Losing a proxy war sometimes sends shock waves all the way to the top. This is a ‘no confidence’ vote from shareholders. Even if the Disney board loses this battle, it won’t go this way. Regardless of the outcome, Iger likely won’t open before his CEO contract expires in two years and has indicated he doesn’t want to stick around beyond the end of fiscal 2026. He routinely expanded to the point where he wrote a best-selling book, a memoir of his 15 years leading Disney, but if this sequel falls apart, his legacy will take a hit. Disney should deliver decent results and compelling optimism on Wednesday afternoon.
one small flame
Wall Street experts have some expectations about this week’s results. They see revenue of $23.7 billion for the three months ending in December, less than 1% of revenue a year ago. Sluggish theatrical releases over the holidays, fewer consumers, and year-over-year stabilization at Disney World will likely curb sales growth for Disney+, cruise ships, and non-Florida gated attractions.

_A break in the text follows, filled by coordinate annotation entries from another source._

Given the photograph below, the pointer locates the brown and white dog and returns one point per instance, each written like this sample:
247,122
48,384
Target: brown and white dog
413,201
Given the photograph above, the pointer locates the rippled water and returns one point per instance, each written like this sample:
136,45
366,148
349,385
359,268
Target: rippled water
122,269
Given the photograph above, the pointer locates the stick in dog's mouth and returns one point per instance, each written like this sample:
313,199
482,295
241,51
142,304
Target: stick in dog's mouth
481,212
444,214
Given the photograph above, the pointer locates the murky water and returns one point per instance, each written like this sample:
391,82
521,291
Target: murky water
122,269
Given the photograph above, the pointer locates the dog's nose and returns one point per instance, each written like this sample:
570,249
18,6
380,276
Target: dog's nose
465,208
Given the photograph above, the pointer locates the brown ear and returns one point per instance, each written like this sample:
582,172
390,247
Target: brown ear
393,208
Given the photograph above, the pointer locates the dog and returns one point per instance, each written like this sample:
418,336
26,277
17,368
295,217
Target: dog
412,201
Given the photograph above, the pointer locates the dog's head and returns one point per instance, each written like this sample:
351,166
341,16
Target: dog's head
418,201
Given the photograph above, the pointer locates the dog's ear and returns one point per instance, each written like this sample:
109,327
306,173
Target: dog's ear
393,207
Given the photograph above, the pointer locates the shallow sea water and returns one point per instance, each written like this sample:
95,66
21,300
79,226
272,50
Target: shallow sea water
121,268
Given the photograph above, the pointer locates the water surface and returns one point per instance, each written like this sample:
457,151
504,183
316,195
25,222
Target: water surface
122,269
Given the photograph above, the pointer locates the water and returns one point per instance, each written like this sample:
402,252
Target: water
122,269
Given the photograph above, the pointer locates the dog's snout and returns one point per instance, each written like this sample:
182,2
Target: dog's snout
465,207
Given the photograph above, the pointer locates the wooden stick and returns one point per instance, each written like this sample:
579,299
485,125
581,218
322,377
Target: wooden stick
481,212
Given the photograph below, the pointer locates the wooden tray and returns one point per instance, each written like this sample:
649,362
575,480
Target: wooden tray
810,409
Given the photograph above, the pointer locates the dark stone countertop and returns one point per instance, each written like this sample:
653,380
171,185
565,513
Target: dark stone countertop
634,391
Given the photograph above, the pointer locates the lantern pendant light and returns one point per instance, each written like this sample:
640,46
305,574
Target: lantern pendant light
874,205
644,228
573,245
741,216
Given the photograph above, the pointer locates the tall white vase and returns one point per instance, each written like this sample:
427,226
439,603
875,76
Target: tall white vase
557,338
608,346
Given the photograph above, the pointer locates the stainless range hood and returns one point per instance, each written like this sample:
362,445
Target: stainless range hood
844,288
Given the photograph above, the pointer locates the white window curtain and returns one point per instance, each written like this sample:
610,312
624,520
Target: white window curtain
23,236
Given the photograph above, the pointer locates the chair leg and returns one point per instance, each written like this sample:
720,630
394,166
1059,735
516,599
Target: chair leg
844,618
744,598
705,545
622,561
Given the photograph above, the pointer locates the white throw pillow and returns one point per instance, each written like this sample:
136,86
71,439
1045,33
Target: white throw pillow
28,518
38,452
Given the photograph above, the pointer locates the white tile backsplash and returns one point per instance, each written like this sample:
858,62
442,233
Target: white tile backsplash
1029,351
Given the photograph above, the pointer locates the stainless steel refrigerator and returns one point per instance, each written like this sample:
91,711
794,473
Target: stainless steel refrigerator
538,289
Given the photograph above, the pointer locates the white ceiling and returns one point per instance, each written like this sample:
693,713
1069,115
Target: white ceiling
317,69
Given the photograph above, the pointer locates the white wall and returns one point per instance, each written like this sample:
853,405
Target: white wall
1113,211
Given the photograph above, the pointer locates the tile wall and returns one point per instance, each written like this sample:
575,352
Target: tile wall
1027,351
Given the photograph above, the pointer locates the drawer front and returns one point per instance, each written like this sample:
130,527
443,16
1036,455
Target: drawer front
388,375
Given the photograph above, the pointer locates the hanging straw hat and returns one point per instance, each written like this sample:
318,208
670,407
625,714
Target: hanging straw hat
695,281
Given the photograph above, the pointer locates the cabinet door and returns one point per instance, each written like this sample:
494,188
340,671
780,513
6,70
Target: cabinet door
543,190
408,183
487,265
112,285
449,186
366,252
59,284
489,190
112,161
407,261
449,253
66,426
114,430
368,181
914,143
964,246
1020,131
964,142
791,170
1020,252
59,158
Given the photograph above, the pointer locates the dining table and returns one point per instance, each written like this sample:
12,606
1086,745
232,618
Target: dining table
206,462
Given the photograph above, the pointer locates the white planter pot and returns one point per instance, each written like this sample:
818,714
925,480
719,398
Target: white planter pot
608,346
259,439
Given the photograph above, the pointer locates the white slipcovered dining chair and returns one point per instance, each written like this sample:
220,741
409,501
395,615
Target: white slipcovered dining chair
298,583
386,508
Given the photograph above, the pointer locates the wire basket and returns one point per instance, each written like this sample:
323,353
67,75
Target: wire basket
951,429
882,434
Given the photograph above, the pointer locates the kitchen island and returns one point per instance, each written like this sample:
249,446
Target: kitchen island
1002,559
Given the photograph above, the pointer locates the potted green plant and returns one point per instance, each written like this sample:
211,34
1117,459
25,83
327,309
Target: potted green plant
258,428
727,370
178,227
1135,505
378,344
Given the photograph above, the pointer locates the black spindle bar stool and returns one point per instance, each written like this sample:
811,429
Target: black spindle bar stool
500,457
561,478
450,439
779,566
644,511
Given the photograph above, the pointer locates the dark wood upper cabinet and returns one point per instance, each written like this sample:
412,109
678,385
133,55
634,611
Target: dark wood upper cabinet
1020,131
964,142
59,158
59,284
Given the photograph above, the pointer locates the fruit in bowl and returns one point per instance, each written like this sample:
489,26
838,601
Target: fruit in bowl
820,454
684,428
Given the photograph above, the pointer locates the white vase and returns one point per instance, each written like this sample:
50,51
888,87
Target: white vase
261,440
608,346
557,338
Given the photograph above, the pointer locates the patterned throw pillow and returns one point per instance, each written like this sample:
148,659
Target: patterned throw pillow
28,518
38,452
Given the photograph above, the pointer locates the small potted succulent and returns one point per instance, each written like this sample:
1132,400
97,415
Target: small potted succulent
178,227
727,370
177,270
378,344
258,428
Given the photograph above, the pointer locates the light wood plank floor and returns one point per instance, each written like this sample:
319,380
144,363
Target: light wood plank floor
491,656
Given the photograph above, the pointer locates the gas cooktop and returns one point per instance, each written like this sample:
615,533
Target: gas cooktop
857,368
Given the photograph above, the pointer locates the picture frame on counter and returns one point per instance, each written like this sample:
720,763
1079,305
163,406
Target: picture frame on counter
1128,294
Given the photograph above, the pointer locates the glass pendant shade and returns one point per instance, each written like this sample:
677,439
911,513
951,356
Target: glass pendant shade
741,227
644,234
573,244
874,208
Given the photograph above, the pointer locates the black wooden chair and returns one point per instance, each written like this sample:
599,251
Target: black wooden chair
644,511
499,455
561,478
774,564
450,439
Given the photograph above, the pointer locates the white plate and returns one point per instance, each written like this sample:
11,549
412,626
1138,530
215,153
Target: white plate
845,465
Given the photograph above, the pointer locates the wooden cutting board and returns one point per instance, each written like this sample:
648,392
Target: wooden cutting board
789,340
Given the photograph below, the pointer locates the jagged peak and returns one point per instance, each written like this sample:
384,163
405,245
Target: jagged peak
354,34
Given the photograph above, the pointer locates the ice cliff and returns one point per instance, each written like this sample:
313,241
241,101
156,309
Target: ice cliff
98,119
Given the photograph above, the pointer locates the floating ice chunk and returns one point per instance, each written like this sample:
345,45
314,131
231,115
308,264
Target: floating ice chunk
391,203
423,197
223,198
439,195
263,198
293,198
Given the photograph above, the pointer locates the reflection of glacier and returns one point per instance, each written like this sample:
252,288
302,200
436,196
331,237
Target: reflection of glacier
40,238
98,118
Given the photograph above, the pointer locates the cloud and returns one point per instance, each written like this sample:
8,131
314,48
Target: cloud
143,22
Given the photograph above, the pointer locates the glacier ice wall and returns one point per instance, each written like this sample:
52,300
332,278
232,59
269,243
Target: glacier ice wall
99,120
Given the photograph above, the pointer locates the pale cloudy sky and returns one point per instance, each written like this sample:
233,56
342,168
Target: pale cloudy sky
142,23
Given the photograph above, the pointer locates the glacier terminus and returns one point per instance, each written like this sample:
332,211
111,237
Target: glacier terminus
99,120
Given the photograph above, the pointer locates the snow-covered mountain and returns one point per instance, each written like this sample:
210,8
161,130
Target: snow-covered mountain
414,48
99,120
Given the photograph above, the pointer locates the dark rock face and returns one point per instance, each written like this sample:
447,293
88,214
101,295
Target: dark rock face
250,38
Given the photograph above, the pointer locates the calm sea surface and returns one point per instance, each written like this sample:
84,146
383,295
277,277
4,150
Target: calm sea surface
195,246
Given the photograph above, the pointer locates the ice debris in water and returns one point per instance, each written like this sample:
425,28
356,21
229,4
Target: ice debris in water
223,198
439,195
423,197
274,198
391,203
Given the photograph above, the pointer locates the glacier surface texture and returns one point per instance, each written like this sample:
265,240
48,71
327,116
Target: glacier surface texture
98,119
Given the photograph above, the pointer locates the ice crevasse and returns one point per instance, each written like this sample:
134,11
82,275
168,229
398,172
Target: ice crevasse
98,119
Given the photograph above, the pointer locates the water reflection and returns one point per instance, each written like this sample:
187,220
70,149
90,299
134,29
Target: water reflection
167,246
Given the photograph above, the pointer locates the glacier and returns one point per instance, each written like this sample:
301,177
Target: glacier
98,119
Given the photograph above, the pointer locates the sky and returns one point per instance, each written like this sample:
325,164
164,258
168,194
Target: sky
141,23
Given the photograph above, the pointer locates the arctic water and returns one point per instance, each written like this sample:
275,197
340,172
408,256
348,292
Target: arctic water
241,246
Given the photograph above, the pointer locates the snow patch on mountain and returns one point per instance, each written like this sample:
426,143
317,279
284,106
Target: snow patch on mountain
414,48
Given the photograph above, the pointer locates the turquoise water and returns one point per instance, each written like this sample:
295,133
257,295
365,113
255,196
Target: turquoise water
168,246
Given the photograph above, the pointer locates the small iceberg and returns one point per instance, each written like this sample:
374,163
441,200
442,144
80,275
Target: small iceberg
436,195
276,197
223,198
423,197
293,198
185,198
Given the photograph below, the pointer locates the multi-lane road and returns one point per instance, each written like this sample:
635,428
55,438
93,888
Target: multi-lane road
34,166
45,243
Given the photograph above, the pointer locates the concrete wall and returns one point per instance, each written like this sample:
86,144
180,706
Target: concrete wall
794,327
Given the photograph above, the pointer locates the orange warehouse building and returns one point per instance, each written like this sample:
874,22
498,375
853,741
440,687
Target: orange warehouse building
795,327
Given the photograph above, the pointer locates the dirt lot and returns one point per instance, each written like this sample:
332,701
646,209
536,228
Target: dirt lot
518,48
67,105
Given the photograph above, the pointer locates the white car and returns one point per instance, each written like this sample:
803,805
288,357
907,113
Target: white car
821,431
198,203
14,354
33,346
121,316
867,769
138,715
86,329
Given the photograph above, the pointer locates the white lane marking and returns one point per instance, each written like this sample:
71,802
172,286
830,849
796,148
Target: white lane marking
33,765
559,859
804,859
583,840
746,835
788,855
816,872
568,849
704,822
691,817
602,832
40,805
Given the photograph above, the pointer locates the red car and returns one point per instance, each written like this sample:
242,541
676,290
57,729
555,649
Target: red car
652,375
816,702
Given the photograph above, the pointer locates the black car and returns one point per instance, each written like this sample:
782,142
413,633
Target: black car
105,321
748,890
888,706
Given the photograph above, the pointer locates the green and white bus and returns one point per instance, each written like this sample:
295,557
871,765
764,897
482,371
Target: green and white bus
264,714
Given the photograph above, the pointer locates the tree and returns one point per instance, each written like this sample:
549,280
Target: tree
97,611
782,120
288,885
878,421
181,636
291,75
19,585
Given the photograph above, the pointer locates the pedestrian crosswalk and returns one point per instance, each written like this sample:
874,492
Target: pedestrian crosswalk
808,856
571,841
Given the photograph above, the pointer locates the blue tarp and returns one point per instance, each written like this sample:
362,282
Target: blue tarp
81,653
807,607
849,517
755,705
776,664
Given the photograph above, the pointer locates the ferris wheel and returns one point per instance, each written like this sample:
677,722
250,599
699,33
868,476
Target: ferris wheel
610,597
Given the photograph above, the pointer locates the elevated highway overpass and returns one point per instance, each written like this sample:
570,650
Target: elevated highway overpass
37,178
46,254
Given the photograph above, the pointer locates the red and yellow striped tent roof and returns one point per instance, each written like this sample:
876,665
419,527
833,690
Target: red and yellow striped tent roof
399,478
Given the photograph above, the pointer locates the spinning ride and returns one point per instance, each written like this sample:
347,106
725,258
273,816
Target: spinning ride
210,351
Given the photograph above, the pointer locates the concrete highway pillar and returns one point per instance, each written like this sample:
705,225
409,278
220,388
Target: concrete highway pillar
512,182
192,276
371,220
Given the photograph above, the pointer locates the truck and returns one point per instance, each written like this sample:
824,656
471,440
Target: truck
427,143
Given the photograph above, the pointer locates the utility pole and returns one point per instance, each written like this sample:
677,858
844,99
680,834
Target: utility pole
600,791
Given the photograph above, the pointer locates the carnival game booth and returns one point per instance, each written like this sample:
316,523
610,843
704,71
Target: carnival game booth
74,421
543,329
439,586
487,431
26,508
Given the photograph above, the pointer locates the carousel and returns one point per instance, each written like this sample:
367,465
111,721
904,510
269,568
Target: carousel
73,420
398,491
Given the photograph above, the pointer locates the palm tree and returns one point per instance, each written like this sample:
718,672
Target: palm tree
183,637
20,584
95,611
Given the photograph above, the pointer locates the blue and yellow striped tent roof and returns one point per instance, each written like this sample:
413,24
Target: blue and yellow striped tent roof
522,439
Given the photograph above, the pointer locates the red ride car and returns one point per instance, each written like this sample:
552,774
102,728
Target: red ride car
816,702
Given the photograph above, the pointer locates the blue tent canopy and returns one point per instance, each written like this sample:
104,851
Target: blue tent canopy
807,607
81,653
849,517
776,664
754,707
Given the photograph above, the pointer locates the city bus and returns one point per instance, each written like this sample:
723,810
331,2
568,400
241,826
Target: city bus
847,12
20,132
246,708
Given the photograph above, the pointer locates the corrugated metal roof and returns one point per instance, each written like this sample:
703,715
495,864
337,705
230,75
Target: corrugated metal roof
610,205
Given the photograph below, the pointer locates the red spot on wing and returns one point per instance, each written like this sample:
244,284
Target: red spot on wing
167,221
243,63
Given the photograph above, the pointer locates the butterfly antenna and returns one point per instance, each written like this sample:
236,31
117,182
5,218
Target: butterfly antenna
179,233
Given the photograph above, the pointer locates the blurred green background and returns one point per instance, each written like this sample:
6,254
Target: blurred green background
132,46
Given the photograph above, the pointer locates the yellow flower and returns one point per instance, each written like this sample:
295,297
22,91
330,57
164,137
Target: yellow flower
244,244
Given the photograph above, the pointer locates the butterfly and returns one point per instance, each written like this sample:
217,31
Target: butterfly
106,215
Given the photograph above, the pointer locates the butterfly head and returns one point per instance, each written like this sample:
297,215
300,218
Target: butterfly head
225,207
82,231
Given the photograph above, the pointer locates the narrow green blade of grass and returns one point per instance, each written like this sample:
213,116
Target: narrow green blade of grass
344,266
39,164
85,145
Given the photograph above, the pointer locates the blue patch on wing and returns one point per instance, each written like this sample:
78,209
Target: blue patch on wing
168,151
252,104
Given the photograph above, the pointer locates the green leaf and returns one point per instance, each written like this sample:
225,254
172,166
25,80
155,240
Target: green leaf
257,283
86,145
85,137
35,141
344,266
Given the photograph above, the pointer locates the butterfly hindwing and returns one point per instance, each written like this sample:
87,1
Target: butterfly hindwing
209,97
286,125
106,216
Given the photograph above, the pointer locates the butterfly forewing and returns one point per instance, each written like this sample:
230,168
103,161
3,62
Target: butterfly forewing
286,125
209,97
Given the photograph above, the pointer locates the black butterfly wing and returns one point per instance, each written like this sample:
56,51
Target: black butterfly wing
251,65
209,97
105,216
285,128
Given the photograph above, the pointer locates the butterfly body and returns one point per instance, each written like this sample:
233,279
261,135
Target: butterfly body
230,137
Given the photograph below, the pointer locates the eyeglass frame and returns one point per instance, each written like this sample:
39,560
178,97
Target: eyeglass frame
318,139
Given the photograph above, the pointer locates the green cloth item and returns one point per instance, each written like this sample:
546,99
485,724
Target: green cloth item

Analysts are calling for earnings of $0.99 per share, flat from a year ago. This is where Disney stands out. It has posted earnings of more than 8% in three of the last four quarters. Disney has also succeeded in cutting costs, especially for its streaming service, which is expected to be profitable by the fourth quarter of this fiscal year.
Disney doesn’t fully flesh out its guidelines like other companies, which is a sticking point for some activists. It doesn’t start this week. But Iger will have to present Disney’s future during the call as if his own legacy were riding on it. There are several potential theatrical releases in 2024 that could lift Disney out of its box office slump, but they won’t hit local multiplexes until May. A showdown awaits against Disney World’s biggest rival. comcast, when its competitors open eye-catching new theme parks next year. Iger’s timeline for breaking even on his streaming service won’t be officially announced until early November.
In less than two months, there will be some question marks at the iconic media stock’s shareholder meeting. This is Disney’s best opportunity to make his point – an exclamation point.
Rick Munarriz works at Comcast and Walt Disney. The Motley Fool has a position at and recommends Walt Disney. The Motley Fool recommends Comcast. The Motley Fool has a disclosure policy.